El número de fallecidos en Euskadi a causa de las temperaturas extremas ha ascendido a quince, tras la muerte de un residente en Álava. La ola de calor que se sufre desde el jueves ha provocado graves problemas de salud a decenas de personas.
Según el sistema de monitorización de la mortalidad diaria por todas las causas (MoMo) del Ministerio de Sanidad, en Euskadi murieron catorce personas entre el pasado viernes y el lunes. El fallecido este miércoles en Álava no está incluido en esa cifra. Esta herramienta, creada en 2004, registra el efecto de las temperaturas excesivas en la vida de las personas comparando la mortalidad diaria observada con la esperada.

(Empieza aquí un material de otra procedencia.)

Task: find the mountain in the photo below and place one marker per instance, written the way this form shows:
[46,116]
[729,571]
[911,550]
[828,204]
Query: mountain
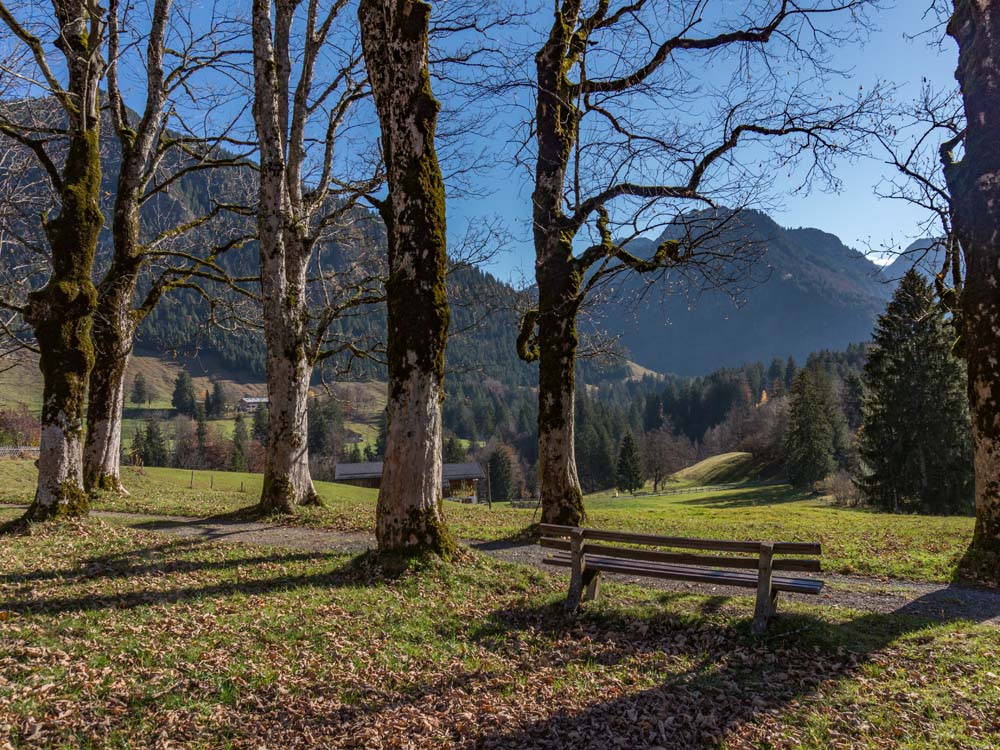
[925,255]
[801,290]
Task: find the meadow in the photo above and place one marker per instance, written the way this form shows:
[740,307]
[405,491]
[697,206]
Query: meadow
[113,637]
[855,541]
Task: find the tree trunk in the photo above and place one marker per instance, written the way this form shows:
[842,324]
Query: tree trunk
[558,283]
[409,516]
[975,188]
[287,481]
[61,315]
[558,289]
[283,260]
[113,337]
[102,449]
[116,321]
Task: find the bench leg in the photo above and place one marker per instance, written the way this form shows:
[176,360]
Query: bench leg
[766,596]
[576,572]
[592,580]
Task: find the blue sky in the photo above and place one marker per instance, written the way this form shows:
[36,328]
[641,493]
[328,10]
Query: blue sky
[854,214]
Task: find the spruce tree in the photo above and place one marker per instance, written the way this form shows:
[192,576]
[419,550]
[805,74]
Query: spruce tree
[183,399]
[259,429]
[810,446]
[916,443]
[219,404]
[629,470]
[501,475]
[453,452]
[154,445]
[241,445]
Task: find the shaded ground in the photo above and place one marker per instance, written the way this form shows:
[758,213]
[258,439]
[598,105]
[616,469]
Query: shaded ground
[115,637]
[938,601]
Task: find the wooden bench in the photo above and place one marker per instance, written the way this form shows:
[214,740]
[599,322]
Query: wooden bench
[753,566]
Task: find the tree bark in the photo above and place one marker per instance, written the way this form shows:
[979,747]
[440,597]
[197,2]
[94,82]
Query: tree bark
[105,402]
[558,280]
[409,515]
[558,291]
[974,183]
[113,338]
[283,266]
[115,321]
[61,312]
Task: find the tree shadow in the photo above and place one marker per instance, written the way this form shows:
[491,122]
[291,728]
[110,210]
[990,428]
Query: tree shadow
[723,679]
[356,572]
[764,495]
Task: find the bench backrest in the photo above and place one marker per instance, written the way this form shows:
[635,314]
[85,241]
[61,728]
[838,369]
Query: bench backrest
[746,554]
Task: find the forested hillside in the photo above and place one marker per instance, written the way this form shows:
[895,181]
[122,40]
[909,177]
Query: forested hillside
[802,290]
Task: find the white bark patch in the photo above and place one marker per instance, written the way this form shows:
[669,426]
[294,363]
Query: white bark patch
[411,477]
[60,460]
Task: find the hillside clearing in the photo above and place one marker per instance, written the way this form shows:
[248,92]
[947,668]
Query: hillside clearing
[855,542]
[726,468]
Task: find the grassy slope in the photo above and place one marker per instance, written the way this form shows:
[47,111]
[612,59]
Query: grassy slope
[362,402]
[854,541]
[117,638]
[726,468]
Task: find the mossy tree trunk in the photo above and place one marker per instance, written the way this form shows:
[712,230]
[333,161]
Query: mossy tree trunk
[558,279]
[116,318]
[287,480]
[61,312]
[284,255]
[113,337]
[974,183]
[409,515]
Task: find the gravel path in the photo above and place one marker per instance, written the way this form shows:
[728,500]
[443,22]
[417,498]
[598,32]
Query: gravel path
[941,601]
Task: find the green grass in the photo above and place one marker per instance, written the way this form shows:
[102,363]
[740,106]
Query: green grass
[854,541]
[726,468]
[114,638]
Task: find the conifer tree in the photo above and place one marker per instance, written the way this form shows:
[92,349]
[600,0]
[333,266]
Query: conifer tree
[154,445]
[259,430]
[453,452]
[218,401]
[916,445]
[629,470]
[810,442]
[140,392]
[183,399]
[501,475]
[241,445]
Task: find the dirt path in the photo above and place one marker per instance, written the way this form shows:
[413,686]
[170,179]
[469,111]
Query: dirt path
[940,601]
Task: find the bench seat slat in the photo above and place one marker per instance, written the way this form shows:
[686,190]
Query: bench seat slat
[683,558]
[680,572]
[801,548]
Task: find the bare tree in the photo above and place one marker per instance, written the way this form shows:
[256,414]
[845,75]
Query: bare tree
[148,235]
[298,209]
[911,138]
[628,138]
[665,453]
[61,312]
[972,171]
[409,516]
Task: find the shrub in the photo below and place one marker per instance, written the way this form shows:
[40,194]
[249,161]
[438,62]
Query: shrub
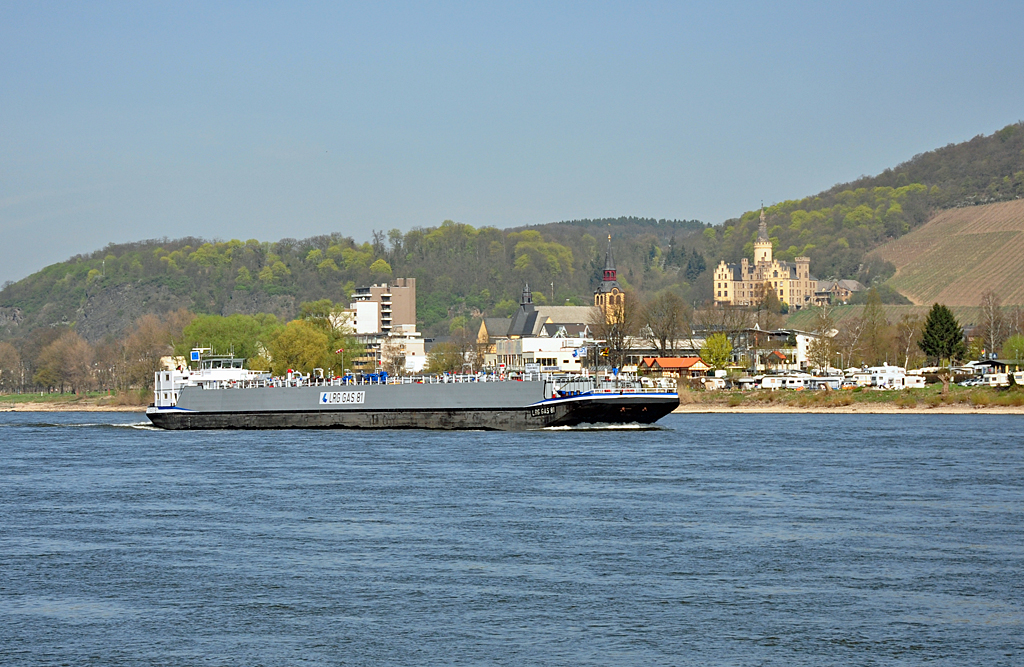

Es probable que la cifra de defunciones sea mayor al cierre de la actual onda térmica, ya que se prevé que las altas temperaturas se mantengan al menos hasta el jueves. El Gobierno vasco ha incrementado la alerta a naranja en la zona cantábrica interior debido a la persistencia de temperaturas elevadas. La situación en Francia es similar, con 7 muertes atribuidas a la ola de calor.
Osakidetza, por su parte, había atendido desde el viernes hasta las 19:00 horas de este miércoles a 103 personas debido a los elevados valores térmicos, de las cuales 40 tuvieron que ser trasladadas a un centro hospitalario. Las edades de los asistidos han oscilado entre los 2 y los 98 años.
“"Lo habitual es que estos fallecidos sean enfermos crónicos con pluripatología a quienes las altas temperaturas provocan una descompensación severa. También pueden morir por estos episodios personas que practiquen deporte al aire libre o trabajen y tengan una exposición prolongada al sol."
Por provincias, Bizkaia concentra la mayoría de los fallecidos recogidos por el Ministerio de Sanidad vinculados al actual episodio térmico. Esta provincia también ha registrado las temperaturas más elevadas. El pasado viernes, la estación de Euskalmet en Sodupe (Güeñes) alcanzó los 39,1 grados, su récord histórico para un mes de mayo.
A nivel sanitario, los colectivos más vulnerables al calor son los niños (hasta 4 años), las personas mayores y los enfermos con patologías crónicas. Se recomienda evitar la exposición prolongada al sol, protegerse con gorros, hidratarse frecuentemente y ventilar la casa por la noche.
Un golpe de calor se produce cuando la temperatura corporal supera los 40 grados tras una exposición prolongada a altas temperaturas. Los síntomas más frecuentes incluyen cefaleas, visión borrosa, náuseas y vómitos, y en casos graves, inconsciencia. En caso de sufrir un golpe de calor, se debe llamar a emergencias y, mientras llega la ayuda, trasladar a la persona a un lugar fresco y aplicar paños húmedos.